Municipales et PCF Paris : Retour forcé à la crise du logo

samedi 22 février 2014.
 

Le matin de mon retour de Bergerac, il y avait une grande agitation sur les listes de discussion du parti. L’affiche officielle d’Anne Hidalgo à Paris venait de sortir, ornée du logo Front de gauche. Elle est vécue dans nos rangs comme une gifle très dure. Après quinze jours d’attente, nous avions eu la publication d’un texte cauteleux, en pur charabia, dont on nous a d’abord annoncé que son application rendrait tout plus clair. Ensuite, lundi, Marie Pierre Vieu prenait des engagements fermes au nom de la direction communiste, devant les responsables communistes parisiens, devant Eric Coquerel, secrétaire national de notre parti, et Martine Billard, notre co-présidente. Le logo ne serait pas mis sur les documents officiels de la campagne socialiste. C’est-à-dire aucune affiche officielle, profession de foi, bulletin de vote. Une confirmation écrite était annoncée pour le lendemain. Cette disposition ne serait pas étendue à toutes les villes, mais elle le serait cependant là où les communistes font liste commune avec des ministres du gouvernement. Certes, c’était là une réponse à minima, mais elle permettait de tourner la page. En fait la réponse écrite et « claire » de la direction communiste est bien venue le mercredi. Elle a été publiée sur les murs de Paris : sous le visage de la candidate du PS, sur l’affiche officielle, on peut voir le logo du « Front de gauche ». Retour à la case départ, mais cette fois ci avec une duperie organisée. A cette heure, j’avoue ma perplexité. « La crise est derrière nous », avait pourtant déclaré Pierre Laurent. Je ne m’attendais pas à ce retour volontaire dans la crise. Pourquoi ce revirement ? J’essaie de le comprendre.

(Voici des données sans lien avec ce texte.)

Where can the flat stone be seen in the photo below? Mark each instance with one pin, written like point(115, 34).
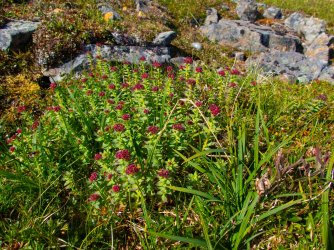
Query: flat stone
point(212, 16)
point(292, 64)
point(130, 54)
point(273, 12)
point(247, 10)
point(164, 38)
point(321, 48)
point(249, 36)
point(309, 27)
point(16, 34)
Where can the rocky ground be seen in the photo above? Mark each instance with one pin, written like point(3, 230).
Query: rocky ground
point(53, 39)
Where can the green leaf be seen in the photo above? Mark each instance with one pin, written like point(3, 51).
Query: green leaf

Pitoyable direction du PCF de Paris qui n’ose plus s’afficher sous son seul nom, ni assumer ses choix politiques sous son propre drapeau. Mais que le dépit ne nous égare pas. Je dis que le piège, ce serait de confondre ce pauvre avatar parisien avec le parti informel des communistes que je rencontre partout sur le terrain. Ceux-là tiennent parole, et restent faits de fraternité, d’honnêteté et de courage individuel. Le devoir d’unité et l’exigence de clarté peuvent marcher de pair. Avec tous ceux qui le veulent, de quelqu’horizon qu’ils viennent à gauche, il faut continuer à ouvrir la marche sur cette ligne de crête.

Pour le reste, à quoi bon discuter encore ? Je pense que nombre de citoyens qui s’intéressent au sujet se sont fait leur idée sur ce naufrage. Le problème, ce n’est plus tant l’exécutant de la manœuvre. Le problème vient plutôt des commanditaires à qui cette manœuvre profite. Madame Hidalgo le sait parfaitement : ce n’est pas le Front de gauche qui est sur sa liste. Doit-on en déduire qu’elle veut utiliser notre sigle pour détourner des électeurs en les trompant ? Madame Hidalgo est la bénéficiaire de cette tentative de détournement de suffrages. Mais l’a-t-elle sollicité ? Voilà la question qu’il faut se poser. Il ne faudrait pas accuser et découvrir ensuite que chacun, et même elle, aura été manipulée. Pour ma part, je n’imaginais pas Anne Hidalgo dans ce rôle médiocre. Ce n’était pas l’idée que je me faisais d’elle. De toute façon, la réplique viendra.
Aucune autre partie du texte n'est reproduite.